Nuclear segmentation, nuclear classification, computational pathology, deep learning.


I Introduction

Current manual assessment of Haematoxylin and Eosin (H&E) stained histology slides suffers from low throughput and is naturally prone to intra- and inter-observer variability [1]. To overcome the difficulty in visual assessment of tissue slides, there is a growing interest in digital pathology (DP), where digitised whole-slide images (WSIs) are acquired from glass histology slides using a scanning device. This permits efficient processing, analysis and management of the tissue specimens [2]. Each WSI contains tens of thousands of nuclei of various types, which can be further analysed in a systematic manner and used for predicting clinical outcome. Here, the type of nucleus refers to the cell type in which it is located.

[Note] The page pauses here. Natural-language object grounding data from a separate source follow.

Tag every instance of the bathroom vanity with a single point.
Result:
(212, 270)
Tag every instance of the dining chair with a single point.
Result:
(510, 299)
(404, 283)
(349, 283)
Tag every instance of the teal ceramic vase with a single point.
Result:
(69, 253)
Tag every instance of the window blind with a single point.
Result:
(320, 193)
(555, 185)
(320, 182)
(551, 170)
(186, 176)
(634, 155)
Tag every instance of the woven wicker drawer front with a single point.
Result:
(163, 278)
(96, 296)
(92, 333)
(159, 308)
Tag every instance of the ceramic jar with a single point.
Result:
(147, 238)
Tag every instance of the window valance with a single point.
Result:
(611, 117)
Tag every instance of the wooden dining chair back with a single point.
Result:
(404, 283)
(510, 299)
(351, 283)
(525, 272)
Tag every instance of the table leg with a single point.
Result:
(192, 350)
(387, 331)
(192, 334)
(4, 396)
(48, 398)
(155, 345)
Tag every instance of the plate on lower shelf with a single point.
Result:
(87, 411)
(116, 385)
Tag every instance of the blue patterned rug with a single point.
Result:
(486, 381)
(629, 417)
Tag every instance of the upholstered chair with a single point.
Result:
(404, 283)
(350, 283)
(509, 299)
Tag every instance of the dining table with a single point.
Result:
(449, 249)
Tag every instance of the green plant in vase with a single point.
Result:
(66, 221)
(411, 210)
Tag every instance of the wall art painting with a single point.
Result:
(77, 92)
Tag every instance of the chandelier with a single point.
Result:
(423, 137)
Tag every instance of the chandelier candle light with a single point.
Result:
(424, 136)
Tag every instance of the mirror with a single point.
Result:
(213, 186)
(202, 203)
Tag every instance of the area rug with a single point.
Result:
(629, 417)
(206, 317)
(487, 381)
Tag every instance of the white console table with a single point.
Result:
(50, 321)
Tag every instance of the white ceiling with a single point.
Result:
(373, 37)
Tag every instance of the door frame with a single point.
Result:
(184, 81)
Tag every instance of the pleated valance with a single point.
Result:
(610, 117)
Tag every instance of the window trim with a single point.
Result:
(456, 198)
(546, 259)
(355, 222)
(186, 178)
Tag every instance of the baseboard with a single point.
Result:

For example, nuclear features can be used to predict survival [3] and also for diagnosing the grade and type of disease [4]. Also, efficient and accurate detection and segmentation of nuclei can facilitate good quality tissue segmentation [5, 6], which can in turn not only facilitate the quantification of WSIs but may also serve as an important step in understanding how each tissue component contributes to disease. In order to use nuclear features for downstream analysis within computational pathology, nuclear segmentation must be carried out as an initial step. However, this remains a challenge because nuclei display a high level of heterogeneity and there is significant inter- and intra-instance variability in the shape, size and chromatin pattern between and within different cell types, disease types or even from one region to another within a single tissue sample. Tumour nuclei, in particular, tend to be present in clusters, which gives rise to many overlapping instances, providing a further challenge for automated segmentation, due to the difficulty of separating neighbouring instances.

As well as extracting each individual nucleus, determining the type of each nucleus can increase the diagnostic potential of current DP pipelines. For example, accurately classifying each nucleus to be from tumour or lymphocyte enables downstream analysis of tumour infiltrating lymphocytes (TILs), which have been shown to be predictive of cancer recurrence [7]. Yet, similar to nuclear segmentation, classifying the type of each nucleus is difficult, due to the high variance of nuclear appearance within each WSI. Typically, nuclei are classified using two disjoint models: one for detecting each nucleus and then another for performing nuclear classification [8, 9]. However, it would be preferable to utilise a single unified model for nuclear instance segmentation and classification.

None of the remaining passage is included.